Homeless need help, not harsh treatment

PUBLISHED : Sunday, 11 November, 2012, 12:00am
UPDATED : Sunday, 11 November, 2012, 2:51am

Like it or not, street sleepers are part of our city. The government put the official homeless population at 414 in May last year, though the real numbers are likely to be much higher. Many have been deprived of shelter because of a mixture of financial and family problems. Some, however, simply decline any help and choose an alternative way of living.

As is the case elsewhere in the world, the local community does not make the homeless particularly welcome. But nor is their presence seen as a serious nuisance. Indeed, most people would not even bother to pause and take a look as they walk by. Although this attitude may not chime with Hong Kong's claim to be a compassionate and caring society, it does show our tolerance of people's right and freedom to live the way they want.
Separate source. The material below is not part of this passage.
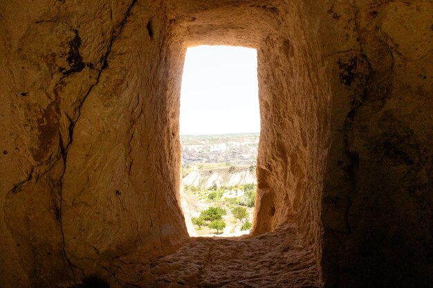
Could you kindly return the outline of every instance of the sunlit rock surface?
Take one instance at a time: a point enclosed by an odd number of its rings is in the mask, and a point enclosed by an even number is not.
[[[2,1],[0,287],[430,286],[432,10]],[[257,49],[246,240],[190,238],[178,205],[183,61],[199,44]]]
Our government claims that it is concerned about the needs of the homeless and pledges to help them get back on their feet by offering different support services. Sadly, its actions speak otherwise. Without prior warning, staff raided dwellers under a flyover in Sham Shui Po and threw away their belongings, including money, blankets and family photos in a clean-up operation early this year. It was only after nine months that the government accepted an out-of-court settlement to compensate these homeless people. The 17 plaintiffs - and the families of two who died after the case was filed - will each given HK$2,000. Regrettably, officials still refuse to apologise, even though the compensation suggests wrongdoing.

The law empowers the government to remove objects obstructing a street-cleaning operation. But staging raids against a harmless underclass has no place in a truly compassionate and tolerant city. The incident could have been avoided had common sense and sensitivity prevailed.

The episode is a reminder of the plight of the homeless. Why they end up living on the street involves complicated personal circumstances and social problems. But they break no law. What they need is help rather than merciless raids.